After generating the data, run both the pipelines i.e. ‘forms’ and ‘teams’ so data for both comes into the target database.

To see individual component logs, open the respective DAGs, and go to the graph. Click the component and go to logs to validate data.

This will validate how much data is flowing through the pipeline and in how many batches. By default the batch size is set at 30,000. So 30,000 records can go in one batch. This depends on how much data you generated. In case of forms, filling the survey form once, generates one data. For example, if you generated 10 amounts of data, the data will go in one batch and the logs should show the record count as 10. Whereas in the case of teams, this depends on the number of agents configured and the agent teams configured in the solution.
Now wait for the pipeline to be in the completed state. Once the pipeline is run completely, you can now validate the pipeline by checking your data in the MySQL target database.

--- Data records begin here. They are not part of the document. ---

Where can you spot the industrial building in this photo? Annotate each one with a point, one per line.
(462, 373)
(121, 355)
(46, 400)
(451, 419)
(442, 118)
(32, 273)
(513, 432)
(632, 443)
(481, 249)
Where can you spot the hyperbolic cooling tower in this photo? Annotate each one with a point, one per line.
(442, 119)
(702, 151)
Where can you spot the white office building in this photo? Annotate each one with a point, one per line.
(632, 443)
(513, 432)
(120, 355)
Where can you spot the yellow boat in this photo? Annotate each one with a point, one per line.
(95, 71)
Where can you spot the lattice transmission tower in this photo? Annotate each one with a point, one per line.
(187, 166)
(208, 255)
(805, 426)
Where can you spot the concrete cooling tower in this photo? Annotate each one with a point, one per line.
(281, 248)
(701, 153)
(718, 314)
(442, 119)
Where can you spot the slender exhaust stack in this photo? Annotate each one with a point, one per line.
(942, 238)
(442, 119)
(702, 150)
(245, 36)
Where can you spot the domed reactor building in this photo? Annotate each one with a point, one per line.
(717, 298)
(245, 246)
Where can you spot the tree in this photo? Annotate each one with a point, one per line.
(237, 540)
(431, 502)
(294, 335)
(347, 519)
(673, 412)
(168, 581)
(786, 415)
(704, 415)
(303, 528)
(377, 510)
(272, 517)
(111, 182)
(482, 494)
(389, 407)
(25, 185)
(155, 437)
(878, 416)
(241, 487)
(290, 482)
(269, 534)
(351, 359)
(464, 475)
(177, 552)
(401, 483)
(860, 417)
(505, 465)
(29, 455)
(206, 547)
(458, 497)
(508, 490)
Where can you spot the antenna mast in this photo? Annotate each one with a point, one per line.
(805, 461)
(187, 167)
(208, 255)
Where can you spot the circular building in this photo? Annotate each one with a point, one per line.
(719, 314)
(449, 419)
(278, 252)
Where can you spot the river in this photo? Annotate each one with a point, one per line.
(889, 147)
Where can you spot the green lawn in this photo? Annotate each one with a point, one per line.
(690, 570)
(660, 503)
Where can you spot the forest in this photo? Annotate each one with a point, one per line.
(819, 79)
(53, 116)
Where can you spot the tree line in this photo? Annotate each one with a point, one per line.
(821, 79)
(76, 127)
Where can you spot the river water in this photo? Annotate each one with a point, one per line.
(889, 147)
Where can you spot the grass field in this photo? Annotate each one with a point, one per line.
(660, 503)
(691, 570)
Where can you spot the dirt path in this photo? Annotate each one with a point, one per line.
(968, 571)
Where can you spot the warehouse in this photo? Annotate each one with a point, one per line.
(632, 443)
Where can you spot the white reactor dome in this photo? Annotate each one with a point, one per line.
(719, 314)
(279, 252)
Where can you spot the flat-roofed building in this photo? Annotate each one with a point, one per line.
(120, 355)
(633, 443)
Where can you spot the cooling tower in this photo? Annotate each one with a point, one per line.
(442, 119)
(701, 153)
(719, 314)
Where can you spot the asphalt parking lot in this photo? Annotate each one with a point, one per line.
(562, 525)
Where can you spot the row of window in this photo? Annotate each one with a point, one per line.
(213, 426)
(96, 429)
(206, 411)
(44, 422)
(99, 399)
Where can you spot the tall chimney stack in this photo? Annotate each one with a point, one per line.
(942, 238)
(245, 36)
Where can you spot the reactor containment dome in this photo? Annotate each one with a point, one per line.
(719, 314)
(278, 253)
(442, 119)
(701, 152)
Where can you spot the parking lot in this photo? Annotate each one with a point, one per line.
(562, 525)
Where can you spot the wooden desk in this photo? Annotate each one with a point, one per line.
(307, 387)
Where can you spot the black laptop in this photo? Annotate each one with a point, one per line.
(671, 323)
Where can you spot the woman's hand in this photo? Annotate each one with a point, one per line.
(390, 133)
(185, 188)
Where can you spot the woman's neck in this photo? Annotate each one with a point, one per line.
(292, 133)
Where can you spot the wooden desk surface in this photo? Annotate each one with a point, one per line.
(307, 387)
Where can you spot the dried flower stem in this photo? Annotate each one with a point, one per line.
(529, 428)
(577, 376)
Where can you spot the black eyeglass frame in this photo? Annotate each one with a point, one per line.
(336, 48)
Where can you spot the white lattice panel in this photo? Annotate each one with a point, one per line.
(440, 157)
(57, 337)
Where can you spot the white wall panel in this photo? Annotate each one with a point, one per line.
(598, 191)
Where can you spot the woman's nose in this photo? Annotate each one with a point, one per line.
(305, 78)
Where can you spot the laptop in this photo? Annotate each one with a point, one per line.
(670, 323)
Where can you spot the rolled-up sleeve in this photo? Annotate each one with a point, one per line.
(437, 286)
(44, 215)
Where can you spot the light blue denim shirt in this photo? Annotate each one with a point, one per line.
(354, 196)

Validating Forms and Teams Data in MySQL

Assuming you have already connected the target DB and set it up according to the step mentioned in the guide https://expertflow-docs.atlassian.net/wiki/x/DoAHLg .
Open MySQL and check the tables in your set target database. Run queries on different tables to check if the data is populated in the tables. You can write your own queries or use the following query that will give you the record count in each table and also give the status of the table if it is empty or not.
This query can validate the data for both the data pipelines i.e.; 'forms' and 'teams', assuming both pipelines were triggered while testing.

CODE

WITH ValidateData AS (
    SELECT 'state_records' AS TableName, COUNT(*) AS RecordCount FROM state_records
    UNION ALL
    SELECT 'forms_gold', COUNT(*) FROM forms_gold
    UNION ALL
    SELECT 'forms', COUNT(*) FROM forms
    UNION ALL
    SELECT 'survey_distributions', COUNT(*) FROM survey_distributions
    UNION ALL
    SELECT 'teams', COUNT(*) FROM teams
    UNION ALL
    SELECT 'team_members', COUNT(*) FROM team_members
    UNION ALL
    SELECT 'agent_team', COUNT(*) FROM agent_team
    UNION ALL
    SELECT 'agent_mrd_state', COUNT(*) FROM agent_mrd_state
    UNION ALL
    SELECT 'agent_state', COUNT(*) FROM agent_state
    UNION ALL
    SELECT 'agent_task', COUNT(*) FROM agent_task
    UNION ALL
    SELECT 'channel_session', COUNT(*) FROM channel_session
    UNION ALL
    SELECT 'wrapup_detail', COUNT(*) FROM wrapup_detail
    UNION ALL
    SELECT 'ivr', COUNT(*) FROM ivr
    UNION ALL
    SELECT 'conversation_hold_resume', COUNT(*) FROM conversation_hold_resume
    UNION ALL
    SELECT 'conversation_data', COUNT(*) FROM conversation_data
    UNION ALL
    SELECT 'conversation_participant', COUNT(*) FROM conversation_participant
    UNION ALL
    SELECT 'conversation', COUNT(*) FROM conversation
    UNION ALL
    SELECT 'agent', COUNT(*) FROM agent
    UNION ALL
    SELECT 'bot', COUNT(*) FROM bot
    UNION ALL
    SELECT 'channel', COUNT(*) FROM channel
    UNION ALL
    SELECT 'channel_type', COUNT(*) FROM channel_type
    UNION ALL
    SELECT 'queue', COUNT(*) FROM queue
    UNION ALL
    SELECT 'list', COUNT(*) FROM list
    UNION ALL
    SELECT 'media_routing_domain', COUNT(*) FROM media_routing_domain
    UNION ALL
    SELECT 'wrapup_detail', COUNT(*) FROM wrapup_detail
    UNION ALL
    SELECT 'mrd_type', COUNT(*) FROM mrd_type
)
SELECT 
    TableName,
    RecordCount,
    CASE WHEN RecordCount = 0 THEN 'Table is empty' ELSE 'Table Has Data' END AS DataStatus
FROM ValidateData
ORDER BY TableName;

You are not limited to use the above query or checking only the above tables, however it is better to check each and every table and cross check this data with MongoDB and ensure that the complete records are loaded in the target DB. You can modify and update the query with as many tables as you want to validate to ensure the best data validation.
Once you are satisfied that all the data is present and validated in MySQL, your testing is complete and the CX solution and CX Transflux are working properly.

You can also view tables in the airflow database with simple Select statements to check for airflow data.